Mr. Issa said he thinks the agency is trying to protect itself from embarrassment from questions about the clearance process for Alexis and for Edward Snowden, the former contractor whose leaks have exposed some of the government’s most secret spy programs.
“These policies include the failure to secure arrest records that would have alerted federal officials to his violent past,” Mr. Issa wrote in a letter, obtained by The Washington Times, which was sent Wednesday to OPM Director Katherine Archuleta. “Perhaps most disconcerting, though, is OPM’s indifference to obtaining all the relevant information about individuals under review for a security clearance.”
Mr. Issa said his investigators also have seen an OPM training presentation that offered tips on “how to complete a thirty day caseload in less than thirty days.”
That same document also told those conducting the security review that when looking for criminal records, local law enforcement officers “either got ‘em, or they don’t.” Mr. Issa said that “cavalier” guidance made it seem like it was acceptable not to fully pursue those records.
That matters because, in the case of Alexis, security clearance investigators failed to turn up information about an arrest and failed to uncover accusations that he used a gun to shoot at a vehicle’s tires.
Mr. Issa is seeking all training materials, the contracts with third-party companies that help with the screenings, and information on how the screeners’ job performances are assessed.
In an earlier letter to Mr. Issa, OPM’s chief attorney said the agency was withholding documents because some of them contain sensitive business information and others, if made public, would lay out clear ways to defeat the clearance system.
OPM also hinted that it could claim to protect the documents by executive privilege because they implicate the White House budget office’s interests.
Spokeswoman Lindsey O’Keefe said Wednesday that the agency believes it has given access to Mr. Issa’s investigators.
“We have already made these documents available to the committee for review. We have received Chairman Issa’s most recent letter dated November 20, 2013, and plan to respond to him as appropriate,” Ms. O’Keefe said in an email.
The method of granting security clearances has become a heated topic this year, with several congressional committees vowing to review the procedures in the wake of the Navy Yard shooting and the Snowden leaks.
Mr. Issa said the fact that the government and its contractors cleared Alexis and Mr. Snowden “enabled them to carry out their heinous acts.”
The push for documents has bipartisan support — though not necessarily Mr. Issa’s threat of a subpoena.

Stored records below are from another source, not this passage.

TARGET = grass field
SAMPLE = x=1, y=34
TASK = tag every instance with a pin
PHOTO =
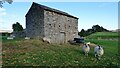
x=38, y=53
x=104, y=35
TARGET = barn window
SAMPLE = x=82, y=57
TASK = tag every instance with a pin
x=69, y=26
x=59, y=25
x=54, y=25
x=49, y=24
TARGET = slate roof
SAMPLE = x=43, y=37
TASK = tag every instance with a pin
x=53, y=10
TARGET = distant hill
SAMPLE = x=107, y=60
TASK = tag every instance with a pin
x=117, y=30
x=5, y=31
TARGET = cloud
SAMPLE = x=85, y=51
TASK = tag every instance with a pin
x=2, y=12
x=2, y=9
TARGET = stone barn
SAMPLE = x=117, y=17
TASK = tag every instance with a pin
x=52, y=24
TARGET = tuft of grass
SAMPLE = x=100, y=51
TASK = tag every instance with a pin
x=38, y=53
x=104, y=35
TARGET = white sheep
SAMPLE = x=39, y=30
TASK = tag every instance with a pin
x=46, y=39
x=86, y=49
x=98, y=50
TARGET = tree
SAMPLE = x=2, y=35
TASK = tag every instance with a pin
x=17, y=27
x=95, y=28
x=82, y=33
x=3, y=1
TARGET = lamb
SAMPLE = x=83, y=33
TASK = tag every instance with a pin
x=46, y=39
x=98, y=50
x=86, y=49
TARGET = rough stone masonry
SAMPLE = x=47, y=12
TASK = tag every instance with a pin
x=46, y=22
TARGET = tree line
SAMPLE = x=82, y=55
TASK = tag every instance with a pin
x=95, y=28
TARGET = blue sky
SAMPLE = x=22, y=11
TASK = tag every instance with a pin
x=89, y=13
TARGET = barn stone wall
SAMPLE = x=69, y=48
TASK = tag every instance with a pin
x=35, y=22
x=59, y=28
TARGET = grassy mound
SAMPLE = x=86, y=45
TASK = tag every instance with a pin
x=103, y=35
x=39, y=53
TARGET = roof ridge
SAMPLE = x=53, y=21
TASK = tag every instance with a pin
x=54, y=10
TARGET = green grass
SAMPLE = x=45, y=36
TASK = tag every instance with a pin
x=38, y=53
x=104, y=35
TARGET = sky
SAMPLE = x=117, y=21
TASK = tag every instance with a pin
x=104, y=14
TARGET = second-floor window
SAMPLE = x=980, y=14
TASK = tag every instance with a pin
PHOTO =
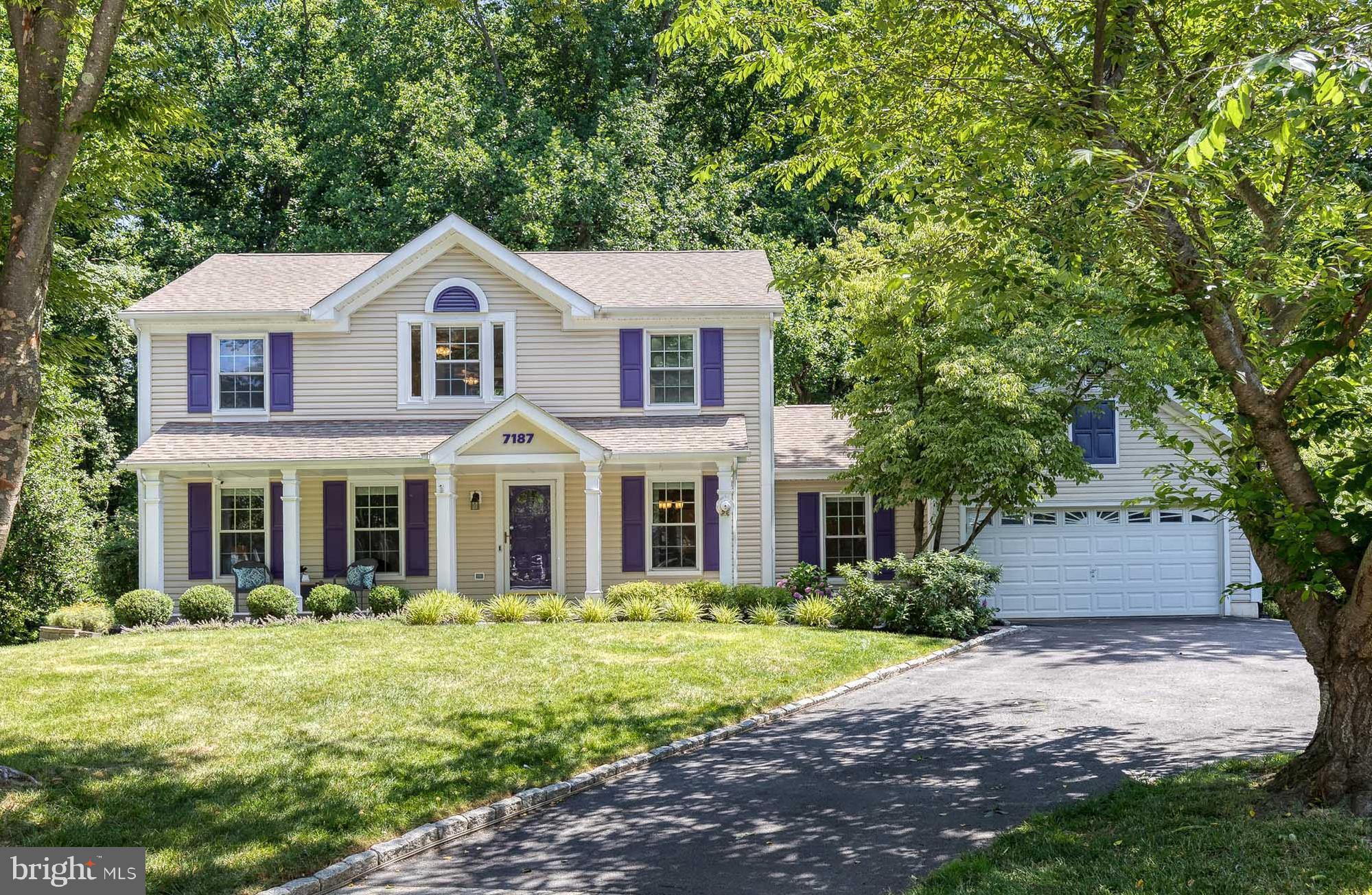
x=242, y=374
x=457, y=351
x=671, y=369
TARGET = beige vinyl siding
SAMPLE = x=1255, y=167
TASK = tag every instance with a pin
x=788, y=520
x=568, y=373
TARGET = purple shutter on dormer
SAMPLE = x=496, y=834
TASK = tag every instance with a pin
x=198, y=373
x=335, y=528
x=712, y=369
x=630, y=369
x=631, y=517
x=276, y=550
x=416, y=528
x=884, y=537
x=807, y=528
x=710, y=493
x=281, y=352
x=199, y=521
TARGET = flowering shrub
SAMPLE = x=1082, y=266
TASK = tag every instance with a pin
x=804, y=581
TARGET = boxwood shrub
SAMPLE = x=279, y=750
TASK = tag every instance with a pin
x=387, y=599
x=207, y=603
x=939, y=595
x=329, y=601
x=272, y=602
x=143, y=607
x=86, y=616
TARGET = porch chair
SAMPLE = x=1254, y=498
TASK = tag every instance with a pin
x=247, y=577
x=360, y=577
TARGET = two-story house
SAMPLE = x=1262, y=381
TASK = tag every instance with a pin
x=485, y=421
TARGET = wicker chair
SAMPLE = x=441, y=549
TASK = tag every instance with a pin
x=360, y=577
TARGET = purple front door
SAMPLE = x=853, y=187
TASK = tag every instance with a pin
x=531, y=537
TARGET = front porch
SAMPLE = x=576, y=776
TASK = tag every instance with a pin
x=516, y=500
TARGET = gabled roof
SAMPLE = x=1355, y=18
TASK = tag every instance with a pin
x=328, y=286
x=664, y=279
x=810, y=437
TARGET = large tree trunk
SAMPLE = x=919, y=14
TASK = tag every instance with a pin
x=1337, y=765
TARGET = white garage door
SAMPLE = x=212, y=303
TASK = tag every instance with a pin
x=1071, y=563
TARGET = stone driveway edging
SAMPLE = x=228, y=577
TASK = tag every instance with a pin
x=447, y=830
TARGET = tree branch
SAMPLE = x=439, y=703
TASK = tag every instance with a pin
x=1353, y=323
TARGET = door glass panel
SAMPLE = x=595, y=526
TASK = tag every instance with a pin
x=531, y=537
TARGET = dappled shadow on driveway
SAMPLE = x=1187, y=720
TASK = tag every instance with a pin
x=896, y=779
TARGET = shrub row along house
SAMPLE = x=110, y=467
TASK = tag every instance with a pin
x=485, y=421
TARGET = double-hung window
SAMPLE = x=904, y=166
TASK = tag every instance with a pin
x=457, y=352
x=240, y=374
x=846, y=531
x=674, y=535
x=671, y=370
x=376, y=526
x=242, y=526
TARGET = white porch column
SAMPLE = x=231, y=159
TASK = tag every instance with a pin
x=446, y=531
x=593, y=531
x=291, y=533
x=150, y=531
x=725, y=507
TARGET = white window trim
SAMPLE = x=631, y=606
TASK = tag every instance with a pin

“I believe the committee has a right to these documents, and I hope we can work this out without resorting to a subpoena,” said Rep. Elijah E. Cummings of Maryland, the ranking Democrat on the oversight committee. “The agency should identify any sensitive material, and the committee should safeguard this information appropriately.”
In his letter, Mr. Issa said the committee has the experience and ability to protect sensitive data.
Mr. Issa first requested unredacted OPM documents in September, including the full 2007 background investigation report that approved Alexis’ security clearance.
Alexis used that clearance in September to gain access to the Navy Yard facility, where he killed a dozen people and wounded eight others before he was fatally shot by police.